Degl and Swertfager are assisted by former and current Section 1 standouts, including Ardsley alumnus and current Springfield College all-American Derrick Longo, recent Fox Lane graduates Sam Speno and Danny Ventura, Yorktown senior Joe Mastro, Ardsley senior Drew Longo and Binghamton sophomore and Beacon alum Vin Grella.
"To have two New York guys, especially Joe (Mazzurco), come back gives it a special feeling," Degl said. "It also shows the wrestlers that here are two New York guys who were in the same spot as them at one time. They get a lot more out of the camp."
Mazzurco spent many nights training with Degl when he first opened the Iowa Style Wrestling School.

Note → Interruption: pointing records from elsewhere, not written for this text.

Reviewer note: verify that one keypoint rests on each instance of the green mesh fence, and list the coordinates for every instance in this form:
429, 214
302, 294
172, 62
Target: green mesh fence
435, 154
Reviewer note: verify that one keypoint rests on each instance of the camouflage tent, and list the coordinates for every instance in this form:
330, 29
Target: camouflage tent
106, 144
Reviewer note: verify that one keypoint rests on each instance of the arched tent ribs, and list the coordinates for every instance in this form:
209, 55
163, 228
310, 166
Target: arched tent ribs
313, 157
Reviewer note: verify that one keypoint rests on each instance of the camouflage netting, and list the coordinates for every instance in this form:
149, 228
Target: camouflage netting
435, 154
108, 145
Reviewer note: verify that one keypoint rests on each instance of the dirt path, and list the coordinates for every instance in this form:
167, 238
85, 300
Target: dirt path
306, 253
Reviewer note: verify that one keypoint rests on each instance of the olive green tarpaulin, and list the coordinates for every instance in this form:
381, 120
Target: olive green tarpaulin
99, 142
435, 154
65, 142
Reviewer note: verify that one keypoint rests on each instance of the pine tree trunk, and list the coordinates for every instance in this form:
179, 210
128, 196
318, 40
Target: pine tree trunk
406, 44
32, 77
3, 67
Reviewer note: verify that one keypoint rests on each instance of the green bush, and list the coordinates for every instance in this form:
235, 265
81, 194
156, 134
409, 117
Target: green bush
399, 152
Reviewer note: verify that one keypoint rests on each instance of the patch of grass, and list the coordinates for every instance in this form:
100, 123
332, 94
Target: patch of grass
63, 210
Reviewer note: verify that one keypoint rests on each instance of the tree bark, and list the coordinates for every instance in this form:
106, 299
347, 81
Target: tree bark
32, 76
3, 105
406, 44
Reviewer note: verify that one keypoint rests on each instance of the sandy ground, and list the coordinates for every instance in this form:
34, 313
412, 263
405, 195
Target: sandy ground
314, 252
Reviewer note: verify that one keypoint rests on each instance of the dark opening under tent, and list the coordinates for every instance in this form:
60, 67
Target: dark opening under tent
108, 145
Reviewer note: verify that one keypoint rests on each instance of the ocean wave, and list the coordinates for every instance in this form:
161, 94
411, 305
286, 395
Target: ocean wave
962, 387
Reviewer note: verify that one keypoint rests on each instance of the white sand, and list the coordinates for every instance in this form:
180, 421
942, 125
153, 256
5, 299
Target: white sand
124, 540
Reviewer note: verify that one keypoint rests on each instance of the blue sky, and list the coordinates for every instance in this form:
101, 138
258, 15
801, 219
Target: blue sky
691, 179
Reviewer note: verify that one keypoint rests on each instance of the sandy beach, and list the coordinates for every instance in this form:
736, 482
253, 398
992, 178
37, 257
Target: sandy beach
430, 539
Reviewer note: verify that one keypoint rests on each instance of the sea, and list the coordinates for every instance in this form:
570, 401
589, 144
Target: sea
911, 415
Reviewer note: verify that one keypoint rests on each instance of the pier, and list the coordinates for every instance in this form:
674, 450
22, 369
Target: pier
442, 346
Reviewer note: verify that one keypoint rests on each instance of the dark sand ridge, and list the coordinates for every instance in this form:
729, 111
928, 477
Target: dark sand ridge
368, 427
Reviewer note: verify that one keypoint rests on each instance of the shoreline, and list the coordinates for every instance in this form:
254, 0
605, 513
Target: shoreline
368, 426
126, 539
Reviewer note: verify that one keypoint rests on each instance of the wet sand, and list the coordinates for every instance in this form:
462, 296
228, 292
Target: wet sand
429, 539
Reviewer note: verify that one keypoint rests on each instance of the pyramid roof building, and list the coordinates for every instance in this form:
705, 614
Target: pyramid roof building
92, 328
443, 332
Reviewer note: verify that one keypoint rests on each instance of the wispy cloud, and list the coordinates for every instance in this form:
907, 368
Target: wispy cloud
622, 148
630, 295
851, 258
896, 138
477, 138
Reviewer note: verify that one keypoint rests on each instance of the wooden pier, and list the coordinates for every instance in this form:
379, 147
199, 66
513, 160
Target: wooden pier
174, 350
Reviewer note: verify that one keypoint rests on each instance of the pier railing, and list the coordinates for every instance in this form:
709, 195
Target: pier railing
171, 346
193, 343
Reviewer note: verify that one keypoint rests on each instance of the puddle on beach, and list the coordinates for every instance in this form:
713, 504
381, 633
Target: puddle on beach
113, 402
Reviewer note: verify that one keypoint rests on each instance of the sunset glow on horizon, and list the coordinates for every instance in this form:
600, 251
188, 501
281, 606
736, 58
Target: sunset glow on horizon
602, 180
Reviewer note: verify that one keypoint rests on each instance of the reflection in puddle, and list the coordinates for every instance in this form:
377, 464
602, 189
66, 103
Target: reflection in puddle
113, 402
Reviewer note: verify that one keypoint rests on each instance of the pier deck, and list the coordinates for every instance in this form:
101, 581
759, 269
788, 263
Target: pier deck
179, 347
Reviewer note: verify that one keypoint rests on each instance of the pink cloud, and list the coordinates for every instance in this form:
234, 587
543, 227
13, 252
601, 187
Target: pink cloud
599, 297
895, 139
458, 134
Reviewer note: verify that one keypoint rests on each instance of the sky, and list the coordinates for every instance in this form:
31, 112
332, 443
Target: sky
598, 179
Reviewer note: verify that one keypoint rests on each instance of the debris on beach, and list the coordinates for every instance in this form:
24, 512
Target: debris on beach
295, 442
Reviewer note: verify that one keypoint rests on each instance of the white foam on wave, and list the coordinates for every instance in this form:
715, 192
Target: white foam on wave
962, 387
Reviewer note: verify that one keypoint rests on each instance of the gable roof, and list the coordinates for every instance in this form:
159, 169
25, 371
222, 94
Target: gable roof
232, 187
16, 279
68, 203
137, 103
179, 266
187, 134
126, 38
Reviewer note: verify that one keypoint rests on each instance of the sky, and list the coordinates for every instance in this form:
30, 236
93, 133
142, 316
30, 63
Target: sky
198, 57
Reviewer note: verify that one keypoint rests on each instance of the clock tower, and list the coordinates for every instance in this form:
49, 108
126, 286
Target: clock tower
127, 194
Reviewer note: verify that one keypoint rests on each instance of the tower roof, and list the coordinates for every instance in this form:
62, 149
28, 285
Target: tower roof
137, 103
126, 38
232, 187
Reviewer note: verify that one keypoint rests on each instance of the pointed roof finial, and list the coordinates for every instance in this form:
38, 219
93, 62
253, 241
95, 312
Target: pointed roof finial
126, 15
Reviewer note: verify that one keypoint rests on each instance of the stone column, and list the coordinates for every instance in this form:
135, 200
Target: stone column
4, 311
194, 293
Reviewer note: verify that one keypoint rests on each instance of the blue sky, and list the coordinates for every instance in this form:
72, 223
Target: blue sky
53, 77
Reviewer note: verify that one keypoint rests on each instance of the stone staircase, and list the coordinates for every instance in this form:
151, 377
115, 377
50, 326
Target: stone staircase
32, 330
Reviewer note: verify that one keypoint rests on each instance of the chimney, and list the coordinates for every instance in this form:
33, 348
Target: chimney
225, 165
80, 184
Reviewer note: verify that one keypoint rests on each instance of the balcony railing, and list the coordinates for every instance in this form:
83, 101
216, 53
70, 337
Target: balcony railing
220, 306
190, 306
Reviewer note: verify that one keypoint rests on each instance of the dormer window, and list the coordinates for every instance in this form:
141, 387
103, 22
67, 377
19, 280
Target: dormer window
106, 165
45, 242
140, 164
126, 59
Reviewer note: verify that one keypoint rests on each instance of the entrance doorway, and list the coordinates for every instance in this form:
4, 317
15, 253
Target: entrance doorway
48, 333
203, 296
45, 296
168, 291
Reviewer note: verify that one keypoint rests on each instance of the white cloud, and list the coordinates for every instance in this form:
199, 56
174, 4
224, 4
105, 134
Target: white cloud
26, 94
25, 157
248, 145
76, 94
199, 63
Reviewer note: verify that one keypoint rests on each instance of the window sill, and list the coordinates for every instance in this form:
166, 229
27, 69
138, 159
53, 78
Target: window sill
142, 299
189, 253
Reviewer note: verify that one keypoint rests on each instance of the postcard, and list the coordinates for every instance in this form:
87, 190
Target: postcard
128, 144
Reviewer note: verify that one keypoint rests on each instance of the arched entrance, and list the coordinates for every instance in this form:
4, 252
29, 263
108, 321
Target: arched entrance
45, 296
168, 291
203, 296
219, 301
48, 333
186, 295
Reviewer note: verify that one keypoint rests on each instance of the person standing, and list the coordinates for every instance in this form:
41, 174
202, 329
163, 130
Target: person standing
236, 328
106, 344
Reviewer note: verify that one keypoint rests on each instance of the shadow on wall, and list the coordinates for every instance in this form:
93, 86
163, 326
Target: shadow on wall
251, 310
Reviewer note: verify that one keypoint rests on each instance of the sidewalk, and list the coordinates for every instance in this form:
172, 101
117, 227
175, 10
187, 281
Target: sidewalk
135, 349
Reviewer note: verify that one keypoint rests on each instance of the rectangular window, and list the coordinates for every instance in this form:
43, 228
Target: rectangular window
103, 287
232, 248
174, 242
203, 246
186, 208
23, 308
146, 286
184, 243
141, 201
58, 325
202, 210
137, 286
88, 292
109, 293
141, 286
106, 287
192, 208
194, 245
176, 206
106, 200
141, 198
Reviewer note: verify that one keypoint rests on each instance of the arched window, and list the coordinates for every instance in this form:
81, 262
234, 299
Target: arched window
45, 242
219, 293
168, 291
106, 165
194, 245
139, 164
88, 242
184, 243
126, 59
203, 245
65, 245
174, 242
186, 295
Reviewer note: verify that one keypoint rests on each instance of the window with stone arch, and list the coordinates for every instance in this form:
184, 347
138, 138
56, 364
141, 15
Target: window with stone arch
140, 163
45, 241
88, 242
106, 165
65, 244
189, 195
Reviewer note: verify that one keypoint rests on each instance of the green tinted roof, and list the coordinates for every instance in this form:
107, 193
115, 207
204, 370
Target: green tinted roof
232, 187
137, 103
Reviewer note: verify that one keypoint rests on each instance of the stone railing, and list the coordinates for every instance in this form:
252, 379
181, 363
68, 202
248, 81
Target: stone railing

"Joe is always a presence at the camp," said Degl, who has known Mazzurco since he was a toddler. "Joe brings is different level. He is also like a life coach. Joe stepped away from the sport after a great career. He went to school to get a great education and also wrestle.
"He is also so approachable. Joe will come to Iowa Style and work with and talk to the wrestlers."
Degl also appreciates the help from wrestlers from Iowa Style who return every year to work with the kids.
"They want to see these young wrestlers get to the level that they are at," said Degl, a 1991 New York State champion. "Their willingness to give back shows that they care about the sport and are not selfish. Most of them volunteer. Without their help, we wouldn't be where we are with this."